Table of contents

How do I access the raw response content using Requests?

The Python requests library provides multiple ways to access response content depending on your needs. Here's a comprehensive guide to accessing different types of response data:

1. Text Content (.text)

Use .text for accessing decoded string content from HTML, JSON, or text responses:

import requests

response = requests.get('https://httpbin.org/get')
text_content = response.text
print(text_content)  # Decoded string content

# Check encoding used
print(f"Encoding: {response.encoding}")

The .text attribute automatically decodes bytes using the encoding specified in the response headers or falls back to ISO-8859-1.

2. Binary Content (.content)

Use .content for raw bytes, ideal for binary files, images, or when you need the exact bytes:

import requests

# Download an image
response = requests.get('https://httpbin.org/image/png')
binary_content = response.content

# Save binary content to file
with open('downloaded_image.png', 'wb') as file:
    file.write(binary_content)

# Or work with the bytes directly
print(f"Content length: {len(binary_content)} bytes")
print(f"First 10 bytes: {binary_content[:10]}")

3. Streaming Raw Content (.raw)

Use streaming for large files or when you need the unprocessed socket response:

Basic Streaming with iter_content()

import requests

# Stream large file efficiently
response = requests.get('https://httpbin.org/stream-bytes/1024', stream=True)
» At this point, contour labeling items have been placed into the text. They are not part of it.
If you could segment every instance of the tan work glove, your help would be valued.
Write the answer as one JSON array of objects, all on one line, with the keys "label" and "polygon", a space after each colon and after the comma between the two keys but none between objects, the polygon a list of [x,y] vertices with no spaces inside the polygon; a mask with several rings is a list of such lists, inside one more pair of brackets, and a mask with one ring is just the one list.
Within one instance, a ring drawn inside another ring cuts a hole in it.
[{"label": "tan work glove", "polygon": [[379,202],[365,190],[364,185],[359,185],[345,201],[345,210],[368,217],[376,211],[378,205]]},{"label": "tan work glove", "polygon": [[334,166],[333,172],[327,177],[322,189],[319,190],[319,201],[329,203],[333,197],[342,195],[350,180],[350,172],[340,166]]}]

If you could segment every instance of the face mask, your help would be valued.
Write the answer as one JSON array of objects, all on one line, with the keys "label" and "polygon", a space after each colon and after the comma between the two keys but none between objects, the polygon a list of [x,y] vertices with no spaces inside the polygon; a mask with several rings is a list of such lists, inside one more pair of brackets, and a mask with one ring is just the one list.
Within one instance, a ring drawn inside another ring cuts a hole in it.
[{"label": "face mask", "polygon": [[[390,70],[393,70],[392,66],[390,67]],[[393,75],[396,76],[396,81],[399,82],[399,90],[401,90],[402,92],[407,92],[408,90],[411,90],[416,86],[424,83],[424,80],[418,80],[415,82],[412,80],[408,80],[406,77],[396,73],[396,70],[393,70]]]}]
with open('streamed_file.bin', 'wb') as file:
    for chunk in response.iter_content(chunk_size=8192):
        if chunk:  # Filter out keep-alive chunks
            file.write(chunk)

Raw Socket Access

import requests

response = requests.get('https://httpbin.org/get', stream=True)

# Access the raw urllib3 response
raw_response = response.raw

# Read all at once (memory intensive for large responses)
raw_data = raw_response.read()

# Or read in chunks (recommended)
chunk_size = 1024
with open('raw_output.txt', 'wb') as file:
    while True:
        chunk = raw_response.read(chunk_size)
        if not chunk:
            break
        file.write(chunk)

4. JSON Content (.json())

For JSON responses, use the built-in JSON decoder:

import requests

response = requests.get('https://httpbin.org/json')
json_data = response.json()  # Automatically parses JSON
print(json_data)

# Equivalent to:
# import json
# json_data = json.loads(response.text)

5. Advanced Content Handling

Custom Encoding

import requests

response = requests.get('https://example.com')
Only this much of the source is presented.